Developing the managerial mind

09.01.2006
Recently, I decided to visit the national convention of the Society of Human Resource Management. The annual SHRM conference is an astonishingly large gathering of HR professionals and hundreds of vendors of everything from health insurance to holiday hams, 360-degree review services, recruitment advertising, Web-based services and training programs.

I went to see what commercial vendors are offering in the way of leadership and management development services. Since I believe that one of the greatest challenges IT departments will face in the next decade is a leadership gap as baby boom managers retire, I wanted to check out what the marketplace had to offer to smooth the transition.

Let's just say that I left the conference a bit overwhelmed by the number of programs on display and underwhelmed by the likely success of those programs. There were boot camps and coaches, videos and e-learning programs, self-guided courses and seminars.

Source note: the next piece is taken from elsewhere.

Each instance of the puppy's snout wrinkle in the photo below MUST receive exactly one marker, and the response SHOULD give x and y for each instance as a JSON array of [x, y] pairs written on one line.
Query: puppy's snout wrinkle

But what almost all of them had in common was their focus on leadership skills. Skills. Skills. Skills. Everything was reduced to skills. There were courses on things like listening, communicating, writing, emotional intelligence and "visioning" (I despise that pseudoword). It was as if someone had set off an M-80 in the leadership section of a Barnes & Noble and each of the resulting fragments had been turned into a stand-alone curriculum advertised as the one solution for all your leadership deficits.

Now, don't get me wrong. I'm all for skills, but most of these programs seemed at best to misconstrue and at worst to willfully obscure the purpose of skills. They are far from the only things that effective managers need.